Reputation: 120
I have some question.How can i get text between tags in html??
<ReviewsClientModel xmlns:i="http://www.w3.org/2001/XMLSchema-instance" xmlns="http://schemas.datacontract.org/2004/07/Microsoft.OneStore.Site.Models">
<Items>
<ReviewsClientModel.ReviewClientModel>
<HelpfulNegative>0</HelpfulNegative>
<HelpfulPositive>2</HelpfulPositive>
<IsPublished>true</IsPublished>
<IsTakenDown>false</IsTakenDown>
<Rating xmlns:d4p1="http://schemas.datacontract.org/2004/07/Microsoft.OneStore.Site.Models.ViewModels">
<ReviewId>5ce5dc85-466d-a1cc-efe7-70bdd5183dfb</ReviewId>
<ReviewText>I downloaded this app it had someone in his eyes its kinda black so I don't know who it is.my cousin thinks its not scary but I get creeped out wen I saw him myself. Whoevers not scared then just wow just wow. FOR SAFETY DONT DOWNLOAD</ReviewText>
<SubmittedDateTime>2015-06-25T20:13:05.633</SubmittedDateTime>
<Title>FOR SAFETY DON"T PLAY</Title>
<UserId>985157380267961</UserId>
<UserName>natalie</UserName>
<ViolationsFound>false</ViolationsFound>
</ReviewsClientModel.ReviewClientModel>
For example I would like get "5ce5dc85-466d-a1cc-efe7-70bdd5183dfb". I tried that :
public function getXpath($str)
{
\DB::connection('mongodb')->disableQueryLog();
libxml_use_internal_errors(true);
$str = str_replace("\0", '', $str);
$dom = new \DomDocument();
$dom->loadHTML('<?xml encoding="UTF-8">' . $str);
return new \DomXPath($dom);
}
$xpath = $this->getXpath($str);
$tmpCommId = $xpath->query("//ReviewId");
$comm_id = trim($tmpCommId->item($j)->nodeValue);
I used Curl to download Web Site,and i saved in $str.
Upvotes: 0
Views: 84
Reputation: 623
This answer is assuming you want to use Javascript.
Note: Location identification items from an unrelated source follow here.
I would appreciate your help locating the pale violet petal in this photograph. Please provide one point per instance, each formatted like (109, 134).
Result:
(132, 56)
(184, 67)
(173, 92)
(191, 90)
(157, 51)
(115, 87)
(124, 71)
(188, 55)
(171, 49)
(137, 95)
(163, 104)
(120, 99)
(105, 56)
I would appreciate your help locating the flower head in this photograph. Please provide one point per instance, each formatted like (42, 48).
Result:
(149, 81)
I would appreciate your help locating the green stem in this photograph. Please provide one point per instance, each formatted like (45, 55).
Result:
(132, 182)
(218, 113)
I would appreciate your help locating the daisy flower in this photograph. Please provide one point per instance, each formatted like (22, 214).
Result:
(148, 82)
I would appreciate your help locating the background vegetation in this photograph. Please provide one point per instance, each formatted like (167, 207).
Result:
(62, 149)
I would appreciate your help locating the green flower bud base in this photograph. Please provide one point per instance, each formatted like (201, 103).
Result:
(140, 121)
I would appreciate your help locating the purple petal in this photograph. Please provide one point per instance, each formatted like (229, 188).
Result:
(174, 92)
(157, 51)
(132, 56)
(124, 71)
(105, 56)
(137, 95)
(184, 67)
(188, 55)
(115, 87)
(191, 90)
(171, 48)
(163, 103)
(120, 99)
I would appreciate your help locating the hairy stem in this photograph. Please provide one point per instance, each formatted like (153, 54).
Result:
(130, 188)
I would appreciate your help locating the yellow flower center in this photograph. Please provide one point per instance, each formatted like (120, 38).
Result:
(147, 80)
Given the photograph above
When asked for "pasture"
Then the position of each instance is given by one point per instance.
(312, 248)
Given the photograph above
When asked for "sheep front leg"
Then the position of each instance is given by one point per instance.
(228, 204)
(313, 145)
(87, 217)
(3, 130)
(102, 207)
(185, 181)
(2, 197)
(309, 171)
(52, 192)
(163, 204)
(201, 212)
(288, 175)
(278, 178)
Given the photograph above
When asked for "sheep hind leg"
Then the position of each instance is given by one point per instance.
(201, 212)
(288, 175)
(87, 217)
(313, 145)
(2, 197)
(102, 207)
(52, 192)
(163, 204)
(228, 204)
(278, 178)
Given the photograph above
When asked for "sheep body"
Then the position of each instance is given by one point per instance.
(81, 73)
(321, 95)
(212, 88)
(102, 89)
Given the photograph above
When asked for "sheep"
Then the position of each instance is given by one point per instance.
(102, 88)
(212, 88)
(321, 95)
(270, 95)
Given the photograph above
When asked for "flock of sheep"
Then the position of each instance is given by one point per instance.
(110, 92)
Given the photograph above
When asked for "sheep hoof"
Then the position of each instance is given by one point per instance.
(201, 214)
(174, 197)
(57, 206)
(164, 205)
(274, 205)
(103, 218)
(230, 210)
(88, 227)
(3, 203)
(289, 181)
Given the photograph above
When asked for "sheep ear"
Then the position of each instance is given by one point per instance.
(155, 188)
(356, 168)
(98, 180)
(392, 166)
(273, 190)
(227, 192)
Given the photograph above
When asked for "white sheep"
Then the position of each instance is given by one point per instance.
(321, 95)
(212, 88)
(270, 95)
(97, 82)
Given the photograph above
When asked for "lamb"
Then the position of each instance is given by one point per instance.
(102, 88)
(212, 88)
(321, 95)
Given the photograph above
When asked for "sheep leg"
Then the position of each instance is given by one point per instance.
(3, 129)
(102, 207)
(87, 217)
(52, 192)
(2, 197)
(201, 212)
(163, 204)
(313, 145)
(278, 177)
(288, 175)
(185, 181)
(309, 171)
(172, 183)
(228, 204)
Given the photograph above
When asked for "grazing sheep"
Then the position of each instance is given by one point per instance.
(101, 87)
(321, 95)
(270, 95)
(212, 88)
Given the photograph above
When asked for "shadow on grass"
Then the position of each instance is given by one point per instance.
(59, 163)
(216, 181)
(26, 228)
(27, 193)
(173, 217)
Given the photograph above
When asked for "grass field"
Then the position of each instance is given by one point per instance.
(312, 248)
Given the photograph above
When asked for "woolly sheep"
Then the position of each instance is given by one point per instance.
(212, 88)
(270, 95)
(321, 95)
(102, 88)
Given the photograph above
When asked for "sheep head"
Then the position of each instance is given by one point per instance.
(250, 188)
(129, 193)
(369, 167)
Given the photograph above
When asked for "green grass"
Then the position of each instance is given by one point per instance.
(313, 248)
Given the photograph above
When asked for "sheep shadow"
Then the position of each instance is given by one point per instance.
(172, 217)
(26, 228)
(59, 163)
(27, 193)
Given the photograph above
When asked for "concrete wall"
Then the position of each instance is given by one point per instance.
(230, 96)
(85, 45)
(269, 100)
You can parse html using Pure JavaScript HTML Parser.
Check that blog for documentation on the library. Might be a little outdated.
EDIT:
LarsH informed me that you wanted an XML scraper in PHP. Although I should have checked your sample code to actually check what it was, it would really help to remind people what you want it in.
As for the answer, whicle I'm not very familiar with php, DOM should be able to handle this pretty well.
In addition, here is a SO answer from the past that is a pretty good example of using DOM to parse HTML. Should be easy enough to use it with XML instead. Hope that helps.
Upvotes: 2